Seçim yenilgisinin ardından değişim çağrılarının yapıldığı CHP'de sular durulmuyor. Genel Başkan Kemal Kılıçdaroğlu, aralarında Tuncay Özkan'ın da bulunduğu 4 Haziran öncesi atanan danışman ve başdanışmanların görevlerine son verdi.
Öte yandan Kılıçdaroğlu, eski yardımcısı 27. Dönem Sakarya Milletvekili Engin Özkoç'u örgütlerden sorumlu koordinatör başdanışman olarak atadı. Özkoç olası Millet İttifakı iktidarında İçişleri Bakanı olabilmek için milletvekili adayı olmamıştı.
DELEGE AVI BAŞLADI!
Tüm bu yaşananların ötesinde CHP Genel Başkanı Kemal Kılıçdaroğlu ile önceki gün Ankara'da bir kez daha görüşen İstanbul Büyükşehir Belediye Başkanı Ekrem İmamoğlu, her türlü senaryoyu düşünerek delegelere yakın markaj uygulamaya başladı. İddiaya göre genel merkezdeki bağlantıları aracılığıyla kurultay delegelerinin kişisel bilgilerine ulaşan İmamoğlu, kendilerini arayarak değişimin gerekliliğine vurgu yapıyor.

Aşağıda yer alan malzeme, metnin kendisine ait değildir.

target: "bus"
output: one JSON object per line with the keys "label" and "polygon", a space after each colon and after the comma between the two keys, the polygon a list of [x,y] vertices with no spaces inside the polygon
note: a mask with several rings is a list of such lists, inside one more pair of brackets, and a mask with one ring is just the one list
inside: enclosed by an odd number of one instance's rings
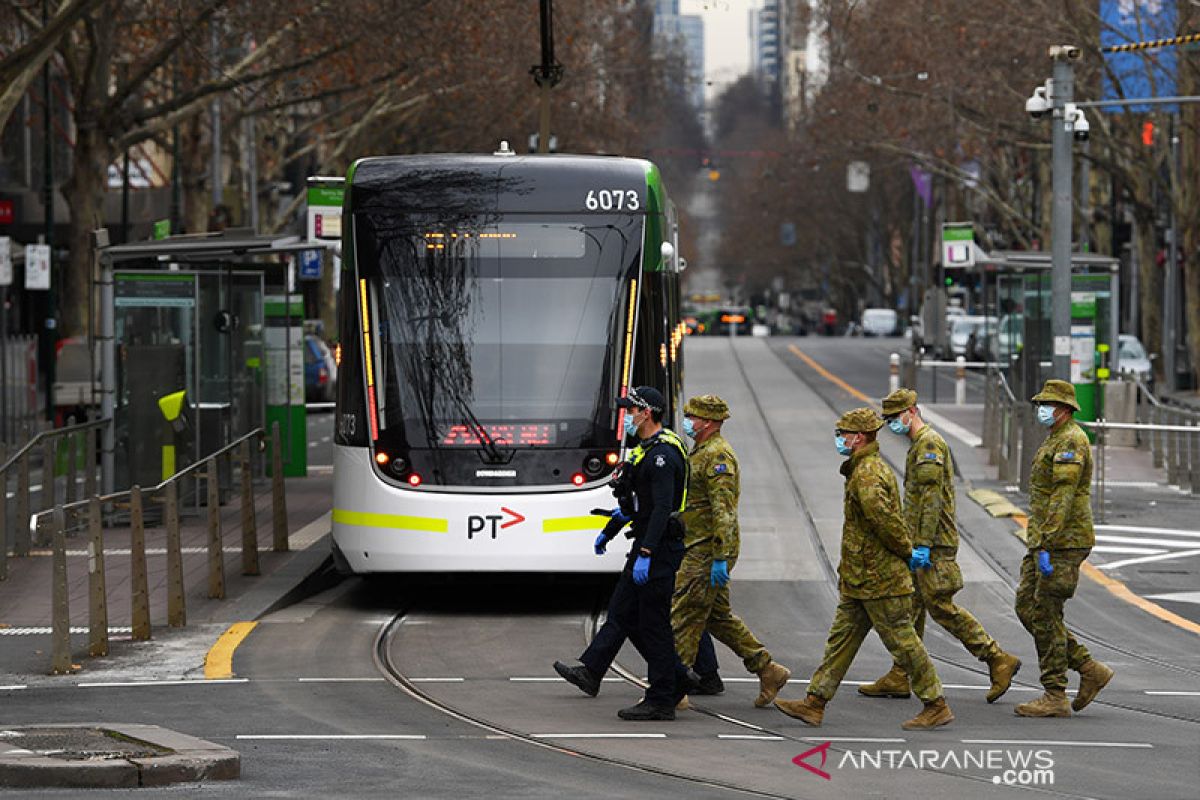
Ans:
{"label": "bus", "polygon": [[612,572],[616,401],[682,421],[678,226],[605,156],[366,158],[346,179],[333,553],[346,573]]}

Peki CHP'de neler oluyor? Kemal Kılıçdaroğlu'nun MYK ve danışman hamleleri ne anlama geliyor? Ekrem İmamoğlu görüşmesinin perde arkasında neler var? CHP'de değişim rüzgarı nereye gidiyor? Kılıçdaroğlu koltuğu bırakacak mı? Gelişmeleri A Haber canlı yayınına katılan Sabah gazetesi Ankara Temsilcisi Okan Müderrisoğlu değerlendirdi.

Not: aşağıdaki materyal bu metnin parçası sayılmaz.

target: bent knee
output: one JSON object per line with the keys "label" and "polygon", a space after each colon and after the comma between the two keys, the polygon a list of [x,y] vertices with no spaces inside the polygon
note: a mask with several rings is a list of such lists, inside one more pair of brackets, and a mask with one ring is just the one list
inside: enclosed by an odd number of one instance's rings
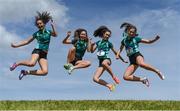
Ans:
{"label": "bent knee", "polygon": [[98,82],[98,81],[99,81],[99,78],[93,77],[93,81],[94,81],[94,82]]}
{"label": "bent knee", "polygon": [[90,61],[86,61],[86,65],[87,65],[87,66],[90,66],[90,65],[91,65],[91,62],[90,62]]}
{"label": "bent knee", "polygon": [[30,63],[28,64],[29,67],[34,67],[35,65],[36,65],[36,63],[34,63],[34,62],[30,62]]}
{"label": "bent knee", "polygon": [[124,80],[129,80],[129,76],[124,75],[124,76],[123,76],[123,79],[124,79]]}
{"label": "bent knee", "polygon": [[42,70],[42,75],[46,76],[48,74],[48,70]]}

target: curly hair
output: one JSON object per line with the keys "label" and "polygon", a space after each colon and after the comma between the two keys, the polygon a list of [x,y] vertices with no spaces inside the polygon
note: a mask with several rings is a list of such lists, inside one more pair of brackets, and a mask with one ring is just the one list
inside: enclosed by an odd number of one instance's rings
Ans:
{"label": "curly hair", "polygon": [[98,29],[94,31],[93,35],[94,37],[97,37],[97,36],[103,37],[103,34],[107,31],[111,33],[111,30],[108,29],[106,26],[100,26]]}
{"label": "curly hair", "polygon": [[35,16],[35,25],[38,20],[42,20],[43,23],[46,24],[49,22],[49,20],[52,20],[52,16],[50,16],[50,13],[48,13],[47,11],[42,13],[37,11],[37,16]]}
{"label": "curly hair", "polygon": [[[74,31],[74,40],[78,40],[80,38],[80,34],[82,31],[85,31],[86,32],[86,35],[88,37],[88,34],[87,34],[87,30],[86,29],[83,29],[83,28],[78,28]],[[87,41],[88,39],[86,39]]]}
{"label": "curly hair", "polygon": [[[121,24],[120,28],[124,28],[125,27],[125,30],[124,32],[127,33],[130,29],[135,29],[135,32],[137,32],[137,28],[136,26],[130,24],[130,23],[127,23],[127,22],[124,22],[123,24]],[[138,35],[138,34],[136,34]]]}

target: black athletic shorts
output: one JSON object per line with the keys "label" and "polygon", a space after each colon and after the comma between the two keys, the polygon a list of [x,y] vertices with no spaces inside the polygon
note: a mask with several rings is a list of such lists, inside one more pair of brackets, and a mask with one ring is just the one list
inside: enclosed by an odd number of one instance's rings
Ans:
{"label": "black athletic shorts", "polygon": [[102,66],[102,62],[104,61],[104,60],[109,60],[110,61],[110,63],[111,63],[111,59],[110,58],[105,58],[105,59],[99,59],[99,67],[103,67]]}
{"label": "black athletic shorts", "polygon": [[77,58],[77,57],[75,57],[75,59],[72,61],[72,62],[70,62],[73,66],[75,66],[76,65],[76,62],[77,61],[80,61],[80,60],[82,60],[82,58]]}
{"label": "black athletic shorts", "polygon": [[47,59],[47,52],[45,52],[41,49],[34,49],[32,51],[32,54],[39,54],[39,59],[41,59],[41,58]]}
{"label": "black athletic shorts", "polygon": [[142,57],[143,57],[143,55],[142,55],[140,52],[137,52],[137,53],[129,56],[130,65],[131,65],[131,64],[137,65],[136,58],[137,58],[138,56],[142,56]]}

Okan Müderrisoğlu'nun canlı yayındaki değerlendirmeleri:
"Sadece CHP değil aslında Türkiye'deki muhalefet ve onların geleceğini konuşuyoruz. Bu aslında Türk demokrasinin geleceği adına önemli olduğu için konuşuyoruz. Bir klasik 3 mektup hikayesi vardır. Yönetimi devreden isim yeni başlayana 3 mektup bırakır. Ve 'sıkışınca bunları sırayla aç' der. İlkinde kendinden önceki dönemi suçla yazısı olur, sonra yakın çevresini ve çalışma arkadaşlarını suçlar vardır sonuncusunda ise 'sen de 3 mektup bırak' diye bir ifade vardır. Kılıçdaroğlu 3. mektuba doğru doludizgin gidiyor.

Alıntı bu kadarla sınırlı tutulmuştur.